Cecilia and Veronica stop by the lab on Friday—and they laugh and nudge each other with their tanned, angular elbows. “There’s someone there who wants to see you,” Cecilia says.
Veronica rounds her eyes and hisses in a theatrical whisper, “He’s really into you.”
For a split insane second I hope that it is Chapaev, but that would be stupid. I sigh and look up from the console. “I’m kinda busy.”
But already he’s entering—the guy from the party—and the cockroaches skitter at his footsteps, and I think of how they learn, of how we taught them to learn—avoid light, then learn to associate light with footfalls (because people come in and turn on the light, see?), and once that simple algorithm is in place they extrapolate and avoid footfalls, clicking of switches, sounds of door, ground vibrations.
“Hi,” the guy says. “I’m sorry if I said something to upset you. I—”

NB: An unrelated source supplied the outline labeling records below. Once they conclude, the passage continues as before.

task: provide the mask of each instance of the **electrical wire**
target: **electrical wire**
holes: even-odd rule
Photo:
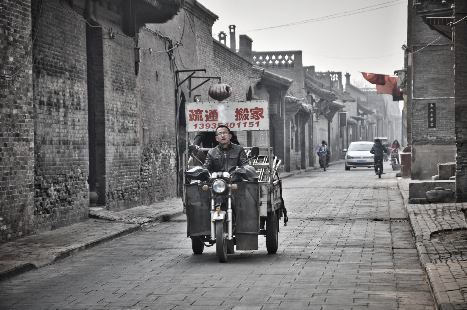
[[[23,68],[24,68],[24,66],[26,66],[28,63],[29,63],[29,58],[31,57],[31,55],[32,54],[33,47],[34,45],[34,42],[35,41],[35,39],[37,37],[37,33],[39,31],[39,26],[41,23],[41,17],[42,15],[42,2],[41,1],[39,2],[39,16],[37,18],[37,24],[36,25],[35,29],[34,32],[34,36],[33,38],[32,41],[31,42],[31,46],[29,47],[29,51],[28,52],[28,56],[26,57],[26,60],[24,63],[21,65],[21,66],[20,67],[19,69],[18,69],[18,70],[17,70],[13,74],[7,75],[0,74],[0,78],[1,78],[2,79],[5,80],[5,81],[12,81],[14,80],[16,77],[24,71],[23,70]],[[2,89],[3,89],[2,88]],[[11,88],[10,88],[10,89],[11,89]],[[3,89],[3,90],[5,91],[5,90]]]
[[[365,11],[362,11],[361,12],[356,12],[357,11],[360,11],[361,10],[363,10],[366,8],[369,8],[370,7],[377,7],[379,6],[383,5],[384,4],[387,4],[388,3],[391,3],[392,2],[398,2],[397,3],[393,3],[393,4],[389,4],[389,5],[385,6],[384,7],[375,7],[375,8],[370,9],[369,10],[365,10]],[[273,26],[270,27],[265,27],[264,28],[260,28],[258,29],[254,29],[249,30],[245,30],[243,31],[240,31],[238,32],[239,34],[246,33],[248,32],[253,32],[253,31],[258,31],[259,30],[262,30],[266,29],[272,29],[273,28],[278,28],[279,27],[284,27],[289,26],[294,26],[295,25],[300,25],[301,24],[306,24],[309,22],[313,22],[314,21],[325,21],[328,19],[333,19],[333,18],[337,18],[338,17],[343,17],[344,16],[349,16],[350,15],[354,15],[355,14],[359,14],[360,13],[363,13],[366,12],[369,12],[370,11],[374,11],[375,10],[378,10],[380,8],[383,8],[384,7],[391,7],[392,6],[396,5],[398,4],[401,4],[402,3],[405,3],[405,1],[402,1],[401,0],[393,0],[393,1],[390,1],[387,2],[384,2],[383,3],[380,3],[379,4],[376,4],[375,5],[370,6],[369,7],[361,7],[359,9],[356,9],[355,10],[352,10],[351,11],[347,11],[347,12],[343,12],[340,13],[337,13],[336,14],[333,14],[332,15],[328,15],[325,16],[321,16],[321,17],[317,17],[316,18],[313,18],[309,20],[305,20],[304,21],[296,21],[295,22],[290,23],[289,24],[285,24],[284,25],[279,25],[278,26]],[[354,13],[352,13],[354,12]],[[349,13],[347,14],[346,13]],[[341,15],[342,14],[344,14],[344,15]],[[339,16],[336,16],[339,15]]]
[[[327,55],[322,55],[319,54],[313,54],[312,53],[310,53],[306,51],[304,51],[305,53],[307,54],[309,54],[312,55],[315,55],[316,56],[322,56],[323,57],[327,57],[328,58],[336,58],[337,59],[368,59],[369,58],[383,58],[384,57],[390,57],[391,56],[394,56],[394,55],[399,55],[400,53],[396,53],[396,54],[391,54],[390,55],[384,55],[384,56],[374,56],[372,57],[362,57],[360,58],[344,58],[342,57],[333,57],[332,56],[328,56]]]

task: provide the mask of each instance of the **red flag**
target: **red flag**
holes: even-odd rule
[[[397,77],[389,77],[384,85],[376,84],[377,94],[389,94],[393,96],[399,97],[401,95],[401,91],[397,88]]]
[[[376,74],[375,73],[367,73],[367,72],[361,72],[363,78],[372,84],[376,85],[384,85],[389,78],[389,75],[384,74]]]

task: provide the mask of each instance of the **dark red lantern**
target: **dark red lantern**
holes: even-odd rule
[[[227,84],[218,83],[209,87],[209,93],[212,99],[222,101],[232,94],[232,88]]]

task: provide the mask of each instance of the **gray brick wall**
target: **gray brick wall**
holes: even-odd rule
[[[455,20],[467,15],[467,2],[455,1]],[[465,21],[466,20],[464,20]],[[456,134],[456,197],[457,202],[467,201],[467,24],[464,21],[454,28],[454,92]]]
[[[33,67],[36,231],[84,220],[89,207],[85,22],[43,3]]]
[[[1,72],[11,75],[28,59],[30,1],[6,0],[0,10]],[[33,231],[34,123],[31,59],[14,80],[0,80],[0,239]]]

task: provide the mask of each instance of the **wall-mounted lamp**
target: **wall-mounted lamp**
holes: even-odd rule
[[[115,39],[116,34],[112,30],[112,28],[111,28],[109,29],[109,39]]]
[[[134,48],[134,62],[141,62],[141,48]]]

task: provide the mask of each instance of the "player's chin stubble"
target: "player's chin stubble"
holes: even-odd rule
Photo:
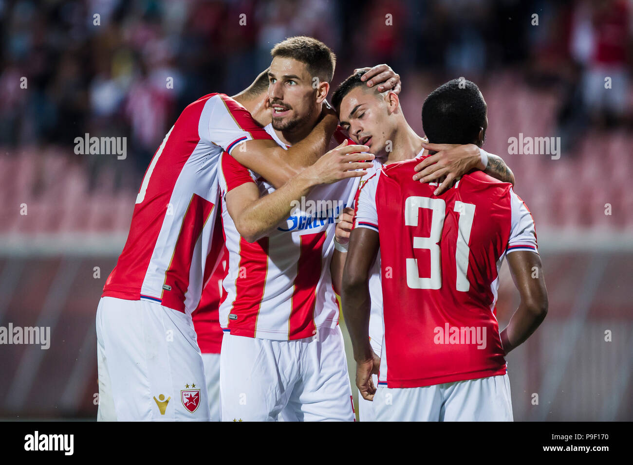
[[[285,118],[272,117],[273,128],[277,131],[284,132],[292,132],[298,128],[301,128],[310,119],[312,115],[311,111],[304,116],[298,116],[294,118]]]

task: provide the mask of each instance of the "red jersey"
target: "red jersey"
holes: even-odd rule
[[[220,156],[258,139],[271,137],[223,94],[210,94],[183,110],[145,173],[127,241],[103,297],[147,300],[191,314],[207,262],[215,264],[220,251],[213,252],[211,244]]]
[[[379,382],[429,386],[506,373],[494,314],[505,254],[536,252],[511,185],[477,171],[436,196],[414,181],[423,158],[383,168],[360,189],[355,227],[379,232],[384,335]]]
[[[218,210],[220,213],[220,210]],[[220,215],[218,214],[218,216]],[[219,354],[222,347],[222,328],[220,326],[220,301],[225,292],[222,280],[227,275],[227,252],[222,235],[222,218],[216,218],[211,252],[204,269],[200,303],[191,314],[197,344],[203,354]],[[219,251],[219,252],[216,251]]]

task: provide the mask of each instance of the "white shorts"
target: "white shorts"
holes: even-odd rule
[[[102,297],[97,309],[100,421],[209,421],[191,318],[146,301]]]
[[[220,352],[223,421],[356,419],[338,326],[291,341],[225,333]]]
[[[220,354],[202,354],[211,421],[220,421]]]
[[[512,421],[508,374],[417,388],[379,386],[377,421]]]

I watch Cecilia and Veronica back out of the lab, conspiratorial grins on their faces, and make a mental note to stop by the sixth floor where they’re mutilating hamster and rat wetware, to tell them that I really don’t need awkwardness in the workplace.
“I forgot your name,” I tell him.
“Ryan. You want to get coffee?”
I do and we go to the Au Bon Pain across the street, and I frown and try to tune out his voice. Instead, I think of how to make Chapaev extrapolate from a simple set of premises. In my mind, I compile his set of his likes and dislikes—he should be afraid of water to stay away from rivers and streams and oceans, and he should love horses, war, the revolution. He should like Marx well enough but harbor a secret dislike of the bourgie Engels, and he would like Trotsky… of that I’m not really sure, but I hope that he would.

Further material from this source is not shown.